What are your five favorite books–okay, you can make it a little longer if you need to.
There are so many! Several books have influenced my writing and set me on the path of sharing my story through the written word:

Reading Bird by Bird: Some Instructions on Writing and Life by Anne Lamott proved revolutionary for me, freeing me to share my story with others. One quote, in particular, resonated with me and set me on a path of telling others and myself the truth.

“Risk being unliked. Tell the truth as you understand it. If you’re a writer, you have a moral obligation to do this. And it is a revolutionary act–truth is always subversive.” — Anne Lamott, Bird by Bird: Some Instructions on Writing and Life

Other favorite books include:

  • Writing to Heal the Soul: Transforming Grief and Loss through Writing by Susan Zimmermann
  • On Writing: A Memoir of the Craft by Stephen King
  • Art & Fear: Observations on The Perils (and Rewards) of Artmaking by David Bayles & Ted Orland
  • Word Painting: A Guide to Writing More Descriptively by Rebecca McClanahan
  • Traveling Mercies: Some Thoughts on Faith by Anne Lamott

Currently, I’m reading Beautiful Boy: A Father’s Journey through His Son’s Addiction by David Sheff. Mary Pipher, author of Reviving Ophelia, said in praise of Beautiful Boy: “When one of us tells the truth, he makes it easier for all of us to open our hearts to our pain and that of others.”

Memoir writing is ultimately about telling the truth. The truth sets us free to heal from our deep woundedness and enables us to offer hope to others.

Is there anyone who does not want you to write your memoir? Why not?
Probably my parents, as they come across in a negative light when I share memories and events from my childhood in print. Frankly, I’ve not shared any of my published work that mentions my childhood abuse with them. I’m concerned how it might affect them emotionally. My parents are elderly and I have visions of my mother, in particular, grabbing her heart and keeling over right there on the spot from a heart attack if she reads what I’ve written.

I’m working through it, though.

Talk about who the audience is for your memoir. Be brief and concise.
My audience for my memoir(s) includes individuals living with depression, mental illness, abuse, chronic pain and illness, as well as those who love them.

What is the most significant turning point in your life?
My hospitalization, which was 20 years ago. It was then that I began to tell myself the truth about my childhood, my marriage, and my relationships. Facing the truth was the beginning of my healing.

There is a popular saying in the recovery community: “You’re as sick as your secrets.” That’s why memoirs are such powerful agents of healing—the process of putting into print that which we’ve kept hidden in the deep recesses of our souls invites restoration, understanding, and compassion for ourselves.

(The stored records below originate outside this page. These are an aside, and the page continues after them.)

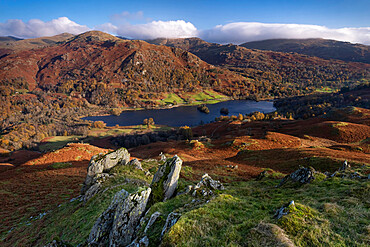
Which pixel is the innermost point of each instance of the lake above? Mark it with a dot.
(185, 115)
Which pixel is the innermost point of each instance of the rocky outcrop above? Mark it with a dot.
(165, 180)
(135, 163)
(117, 225)
(127, 217)
(92, 191)
(103, 163)
(345, 166)
(142, 239)
(57, 243)
(302, 175)
(267, 234)
(171, 220)
(151, 221)
(205, 187)
(99, 235)
(284, 210)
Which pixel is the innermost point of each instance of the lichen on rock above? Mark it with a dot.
(165, 180)
(103, 163)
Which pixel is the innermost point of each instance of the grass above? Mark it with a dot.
(330, 212)
(60, 165)
(57, 142)
(231, 216)
(172, 97)
(325, 90)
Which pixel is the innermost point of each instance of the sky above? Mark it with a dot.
(217, 21)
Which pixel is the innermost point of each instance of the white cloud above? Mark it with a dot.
(237, 32)
(107, 27)
(240, 32)
(37, 28)
(158, 29)
(125, 15)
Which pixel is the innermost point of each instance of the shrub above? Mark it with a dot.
(186, 131)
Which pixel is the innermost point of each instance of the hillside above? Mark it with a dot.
(275, 74)
(16, 44)
(324, 48)
(96, 57)
(250, 159)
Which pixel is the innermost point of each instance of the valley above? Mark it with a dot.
(91, 125)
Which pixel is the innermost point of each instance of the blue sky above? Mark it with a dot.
(119, 17)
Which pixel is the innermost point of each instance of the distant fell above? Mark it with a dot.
(323, 48)
(16, 44)
(8, 38)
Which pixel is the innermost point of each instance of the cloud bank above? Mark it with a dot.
(37, 28)
(237, 32)
(240, 32)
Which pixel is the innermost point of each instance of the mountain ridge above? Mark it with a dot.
(323, 48)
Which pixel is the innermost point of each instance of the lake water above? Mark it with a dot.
(185, 115)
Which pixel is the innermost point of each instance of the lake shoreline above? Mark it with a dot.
(180, 115)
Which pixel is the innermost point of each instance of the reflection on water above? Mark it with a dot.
(185, 115)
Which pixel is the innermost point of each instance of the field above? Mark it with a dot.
(38, 190)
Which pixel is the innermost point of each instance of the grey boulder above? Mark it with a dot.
(165, 180)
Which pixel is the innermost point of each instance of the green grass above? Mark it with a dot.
(329, 212)
(230, 217)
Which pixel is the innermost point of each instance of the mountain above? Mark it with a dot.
(276, 74)
(86, 60)
(324, 48)
(12, 43)
(8, 39)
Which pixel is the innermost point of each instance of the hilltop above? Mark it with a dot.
(277, 74)
(242, 211)
(15, 44)
(324, 48)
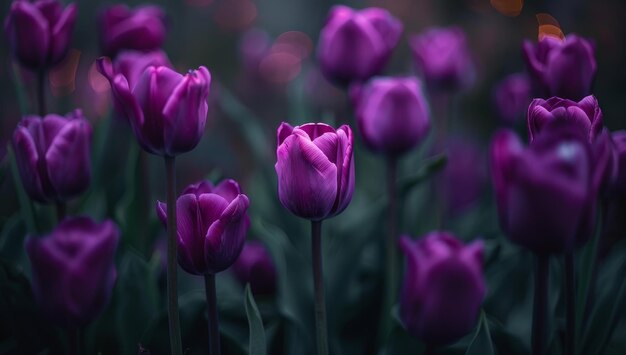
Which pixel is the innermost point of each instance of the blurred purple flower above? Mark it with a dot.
(443, 57)
(512, 97)
(255, 266)
(315, 169)
(53, 156)
(212, 226)
(166, 110)
(443, 288)
(355, 45)
(563, 68)
(392, 114)
(73, 270)
(39, 31)
(142, 29)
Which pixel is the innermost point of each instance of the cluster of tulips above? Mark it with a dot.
(549, 194)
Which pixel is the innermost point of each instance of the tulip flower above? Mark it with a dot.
(355, 45)
(73, 270)
(39, 31)
(563, 68)
(444, 287)
(392, 114)
(142, 29)
(53, 156)
(443, 58)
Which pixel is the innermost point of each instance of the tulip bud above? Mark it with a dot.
(255, 266)
(563, 68)
(73, 270)
(212, 226)
(392, 114)
(443, 288)
(166, 110)
(53, 156)
(142, 29)
(40, 31)
(443, 57)
(315, 169)
(356, 45)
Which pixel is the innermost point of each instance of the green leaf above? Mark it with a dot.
(481, 344)
(255, 323)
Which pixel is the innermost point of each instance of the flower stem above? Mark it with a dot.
(172, 294)
(318, 284)
(214, 327)
(540, 305)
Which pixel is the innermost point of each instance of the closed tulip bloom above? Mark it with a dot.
(544, 193)
(166, 110)
(40, 31)
(392, 114)
(443, 58)
(315, 169)
(212, 225)
(563, 68)
(255, 266)
(73, 270)
(443, 288)
(53, 156)
(355, 45)
(142, 29)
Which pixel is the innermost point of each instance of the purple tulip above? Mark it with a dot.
(73, 270)
(212, 226)
(255, 266)
(166, 110)
(512, 96)
(39, 31)
(315, 169)
(142, 29)
(563, 68)
(392, 114)
(356, 45)
(53, 156)
(443, 58)
(443, 288)
(544, 194)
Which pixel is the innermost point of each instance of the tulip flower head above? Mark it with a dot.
(315, 169)
(53, 156)
(73, 270)
(212, 225)
(443, 288)
(40, 31)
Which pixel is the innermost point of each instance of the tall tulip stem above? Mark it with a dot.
(172, 280)
(318, 284)
(540, 305)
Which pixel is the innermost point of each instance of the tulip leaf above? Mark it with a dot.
(482, 343)
(255, 323)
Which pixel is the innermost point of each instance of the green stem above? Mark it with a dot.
(172, 294)
(318, 283)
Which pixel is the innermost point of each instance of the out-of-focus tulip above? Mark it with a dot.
(212, 226)
(73, 270)
(255, 266)
(564, 68)
(142, 29)
(40, 31)
(544, 194)
(511, 97)
(53, 156)
(356, 45)
(392, 114)
(443, 288)
(315, 169)
(443, 58)
(166, 110)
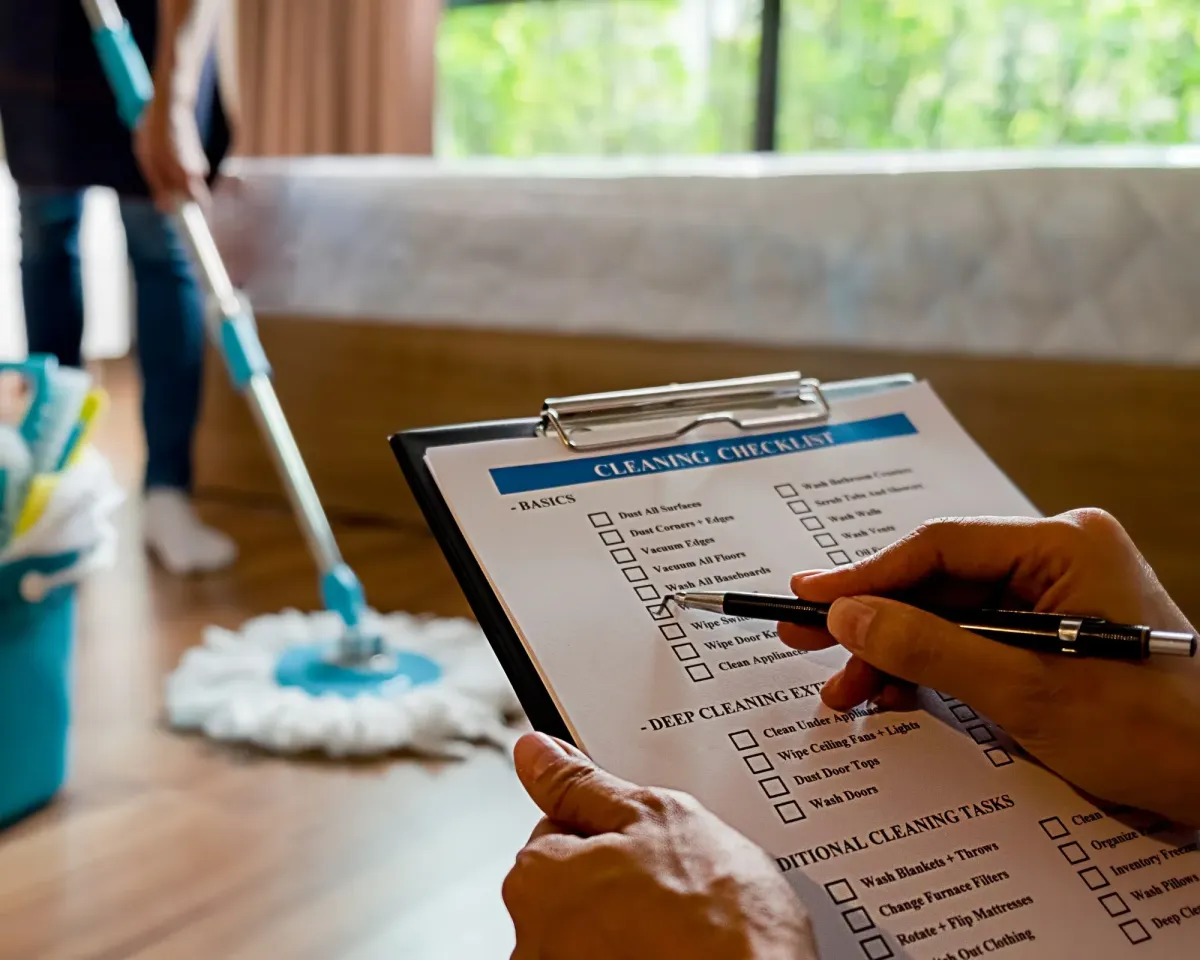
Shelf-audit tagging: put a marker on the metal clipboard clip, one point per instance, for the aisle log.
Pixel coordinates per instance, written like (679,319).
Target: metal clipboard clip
(598,421)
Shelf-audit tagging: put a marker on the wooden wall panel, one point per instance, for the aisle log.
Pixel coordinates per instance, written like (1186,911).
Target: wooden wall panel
(1121,437)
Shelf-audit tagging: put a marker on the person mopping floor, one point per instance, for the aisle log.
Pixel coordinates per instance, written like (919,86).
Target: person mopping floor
(63,135)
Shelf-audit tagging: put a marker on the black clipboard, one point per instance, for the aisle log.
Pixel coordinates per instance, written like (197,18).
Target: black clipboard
(598,421)
(409,449)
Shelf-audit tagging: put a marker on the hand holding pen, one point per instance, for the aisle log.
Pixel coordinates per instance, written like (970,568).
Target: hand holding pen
(1126,732)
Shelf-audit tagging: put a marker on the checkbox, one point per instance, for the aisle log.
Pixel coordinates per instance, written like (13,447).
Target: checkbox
(963,713)
(999,756)
(1054,828)
(1114,905)
(875,948)
(743,739)
(1093,877)
(1134,931)
(790,811)
(757,762)
(857,919)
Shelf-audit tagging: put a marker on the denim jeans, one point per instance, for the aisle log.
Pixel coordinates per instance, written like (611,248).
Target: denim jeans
(169,315)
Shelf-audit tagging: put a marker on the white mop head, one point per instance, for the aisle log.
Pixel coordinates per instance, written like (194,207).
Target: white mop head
(226,689)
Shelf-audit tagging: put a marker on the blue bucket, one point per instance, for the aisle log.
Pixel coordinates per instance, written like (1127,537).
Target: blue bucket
(35,688)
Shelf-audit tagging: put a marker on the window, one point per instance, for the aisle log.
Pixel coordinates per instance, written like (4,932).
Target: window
(535,77)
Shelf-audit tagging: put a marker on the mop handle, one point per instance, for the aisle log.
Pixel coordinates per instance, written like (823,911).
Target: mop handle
(231,325)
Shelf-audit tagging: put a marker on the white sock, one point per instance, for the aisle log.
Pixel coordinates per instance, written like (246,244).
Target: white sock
(179,539)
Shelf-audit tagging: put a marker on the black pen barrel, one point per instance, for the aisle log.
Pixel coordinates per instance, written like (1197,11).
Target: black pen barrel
(1045,633)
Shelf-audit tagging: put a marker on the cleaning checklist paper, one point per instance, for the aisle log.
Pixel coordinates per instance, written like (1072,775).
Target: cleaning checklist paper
(925,834)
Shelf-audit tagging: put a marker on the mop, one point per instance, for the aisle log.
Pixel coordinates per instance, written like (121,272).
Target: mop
(346,681)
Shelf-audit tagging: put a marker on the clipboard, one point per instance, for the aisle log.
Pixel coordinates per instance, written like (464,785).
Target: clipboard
(604,421)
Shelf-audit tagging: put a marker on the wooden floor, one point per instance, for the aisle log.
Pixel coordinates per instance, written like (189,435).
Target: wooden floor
(168,847)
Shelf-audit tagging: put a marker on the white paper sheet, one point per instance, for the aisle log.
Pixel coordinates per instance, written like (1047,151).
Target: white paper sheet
(925,834)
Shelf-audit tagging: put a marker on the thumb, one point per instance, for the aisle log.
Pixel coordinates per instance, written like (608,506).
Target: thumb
(925,649)
(570,790)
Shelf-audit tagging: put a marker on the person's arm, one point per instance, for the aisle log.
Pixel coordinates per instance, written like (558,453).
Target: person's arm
(167,142)
(639,873)
(1123,732)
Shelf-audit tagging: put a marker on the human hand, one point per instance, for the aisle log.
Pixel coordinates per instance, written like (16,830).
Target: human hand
(1123,732)
(622,870)
(169,151)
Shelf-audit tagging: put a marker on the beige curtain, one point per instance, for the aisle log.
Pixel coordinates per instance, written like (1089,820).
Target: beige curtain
(335,76)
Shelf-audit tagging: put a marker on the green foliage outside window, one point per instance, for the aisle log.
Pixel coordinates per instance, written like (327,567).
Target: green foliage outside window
(678,76)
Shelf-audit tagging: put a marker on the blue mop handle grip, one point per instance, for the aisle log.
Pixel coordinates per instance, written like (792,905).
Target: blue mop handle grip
(125,69)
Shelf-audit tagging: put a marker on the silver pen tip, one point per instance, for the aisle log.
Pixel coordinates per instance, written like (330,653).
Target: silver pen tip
(1165,642)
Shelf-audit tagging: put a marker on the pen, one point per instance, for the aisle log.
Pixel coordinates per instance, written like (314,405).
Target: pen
(1044,633)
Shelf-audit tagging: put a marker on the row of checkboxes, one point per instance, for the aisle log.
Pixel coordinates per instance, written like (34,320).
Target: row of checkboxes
(979,731)
(1095,879)
(814,525)
(858,919)
(655,604)
(771,783)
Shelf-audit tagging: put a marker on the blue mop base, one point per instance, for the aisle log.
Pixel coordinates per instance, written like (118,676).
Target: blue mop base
(310,669)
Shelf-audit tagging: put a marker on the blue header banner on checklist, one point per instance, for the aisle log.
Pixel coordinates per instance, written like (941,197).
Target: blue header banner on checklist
(565,473)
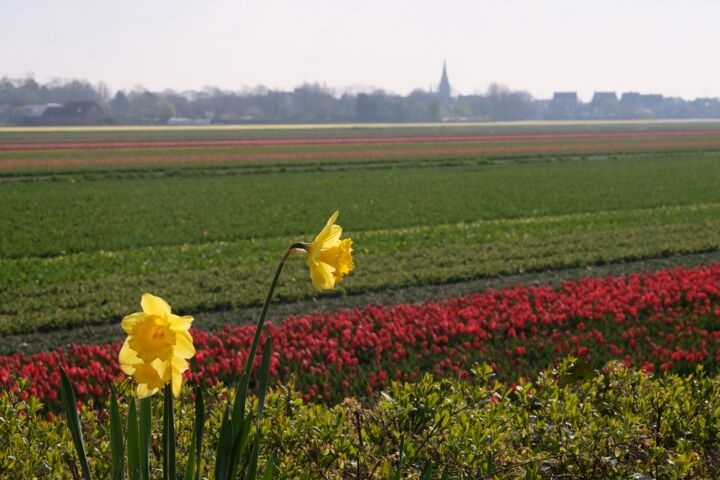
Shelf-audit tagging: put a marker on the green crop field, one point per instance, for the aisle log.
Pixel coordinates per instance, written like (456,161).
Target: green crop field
(80,248)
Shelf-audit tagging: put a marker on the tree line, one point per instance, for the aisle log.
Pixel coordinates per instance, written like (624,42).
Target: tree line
(312,103)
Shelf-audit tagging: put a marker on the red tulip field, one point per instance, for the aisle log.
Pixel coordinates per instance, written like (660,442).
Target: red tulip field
(487,301)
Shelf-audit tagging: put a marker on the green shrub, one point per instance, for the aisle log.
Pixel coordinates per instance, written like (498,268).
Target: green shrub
(567,423)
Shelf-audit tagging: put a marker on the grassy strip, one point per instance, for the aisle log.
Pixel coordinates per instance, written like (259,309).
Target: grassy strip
(229,276)
(57,218)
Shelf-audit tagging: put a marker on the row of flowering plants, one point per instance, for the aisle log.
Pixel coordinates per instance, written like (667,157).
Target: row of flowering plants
(661,321)
(622,423)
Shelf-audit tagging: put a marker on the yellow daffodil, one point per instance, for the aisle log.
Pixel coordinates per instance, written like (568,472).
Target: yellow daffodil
(329,258)
(157,348)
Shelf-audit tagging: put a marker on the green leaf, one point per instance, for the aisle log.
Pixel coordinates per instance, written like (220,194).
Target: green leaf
(117,450)
(251,473)
(145,436)
(240,446)
(445,474)
(224,447)
(190,467)
(133,437)
(195,453)
(270,468)
(579,370)
(169,460)
(401,458)
(427,471)
(238,411)
(264,379)
(73,421)
(199,428)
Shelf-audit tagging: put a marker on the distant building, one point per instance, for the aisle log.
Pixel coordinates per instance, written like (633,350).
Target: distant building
(564,105)
(634,104)
(73,113)
(604,105)
(444,91)
(600,98)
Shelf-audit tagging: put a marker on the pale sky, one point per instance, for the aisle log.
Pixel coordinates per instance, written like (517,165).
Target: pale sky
(650,46)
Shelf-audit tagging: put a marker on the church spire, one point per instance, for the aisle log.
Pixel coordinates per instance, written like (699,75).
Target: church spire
(444,87)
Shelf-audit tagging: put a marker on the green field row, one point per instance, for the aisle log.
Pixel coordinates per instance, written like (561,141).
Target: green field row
(100,287)
(55,218)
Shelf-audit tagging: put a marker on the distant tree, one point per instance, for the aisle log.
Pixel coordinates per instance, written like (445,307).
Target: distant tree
(164,110)
(120,106)
(366,108)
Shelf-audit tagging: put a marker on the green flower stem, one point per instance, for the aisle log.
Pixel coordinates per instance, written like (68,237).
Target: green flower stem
(263,314)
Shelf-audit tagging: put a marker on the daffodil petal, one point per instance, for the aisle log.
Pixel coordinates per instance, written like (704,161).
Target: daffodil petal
(127,355)
(128,323)
(183,345)
(180,323)
(153,305)
(321,275)
(176,384)
(329,236)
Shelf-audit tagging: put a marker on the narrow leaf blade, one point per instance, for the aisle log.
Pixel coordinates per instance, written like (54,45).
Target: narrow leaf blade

Author and inspirational speaker Mary J. Yerkes was nine years old when she first realized she wanted to become a writer, but it wasn’t until years later that her dream became a reality. Her many articles and stories highlight such important issues as emotional abuse, domestic violence, depression, and chronic pain and illness. She lives in Northern Virginia, where she enjoys writing, reading, and hiking the Virginia countryside with her collie, Misha.